How much better does this perform over linear?
whatweshouldcallyou OP t1_j1e9c0l wrote
Linear Model without region effects: R2 ~ 50%
Linear Model with region effects: ~ 63%
With random slope: ~ 70%
​
Polynomial model with random intercept: ~ 71%
Polynomial model with random intercept & random slope: ~ 74%
So...maybe worth it.
manolokopter t1_j1edf62 wrote
Is there any reason why Grenada has so many papers per capita?
[deleted] t1_j1egf5g wrote
[deleted]
porsche_radish t1_j1eksq5 wrote
I meant vanilla linear regression. GAM are beyond overkill here.
These lines imply really bizarre relationships (the blue line dipping near france, the red line flattening out right below 5) that aren’t in these data.
whatweshouldcallyou OP t1_j1elaii wrote
Yeah I do agree that there is overfit both for Europe around the point that you specify as well as for the Americas. Oceania and Asia fit quite nicely.

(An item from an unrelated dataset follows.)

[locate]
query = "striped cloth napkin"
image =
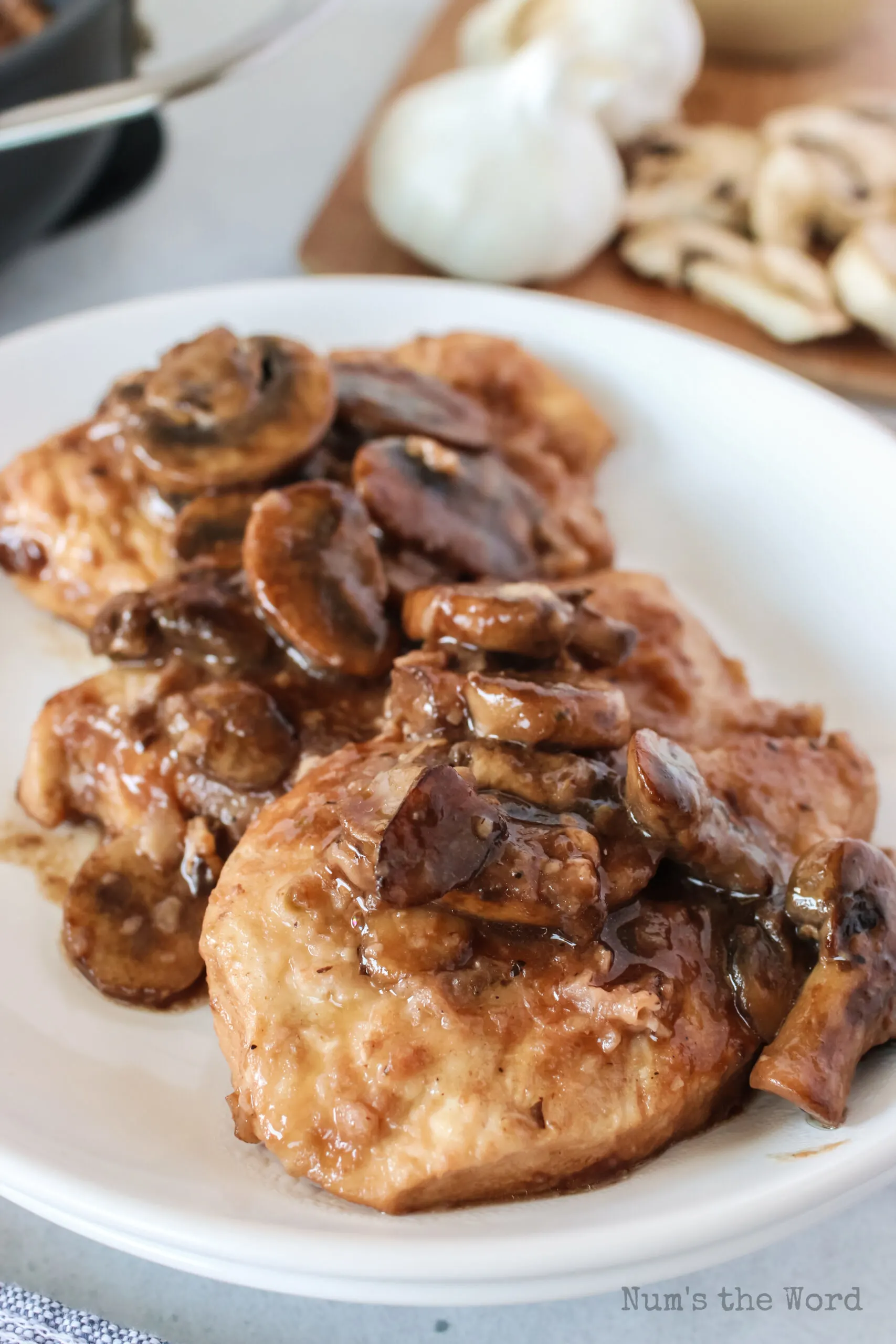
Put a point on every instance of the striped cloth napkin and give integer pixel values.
(29, 1319)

[deleted] t1_j1em6xl wrote
[removed]
Savings-Ad-9713 t1_j1f82xw wrote
Can someone explain please?
nowlistenhereboy t1_j1fpxtl wrote
Would be interesting to see how many of the non-US based research and development projects have financial ties to US sources of funding and/or expect to make money on their products by selling at higher prices in the US.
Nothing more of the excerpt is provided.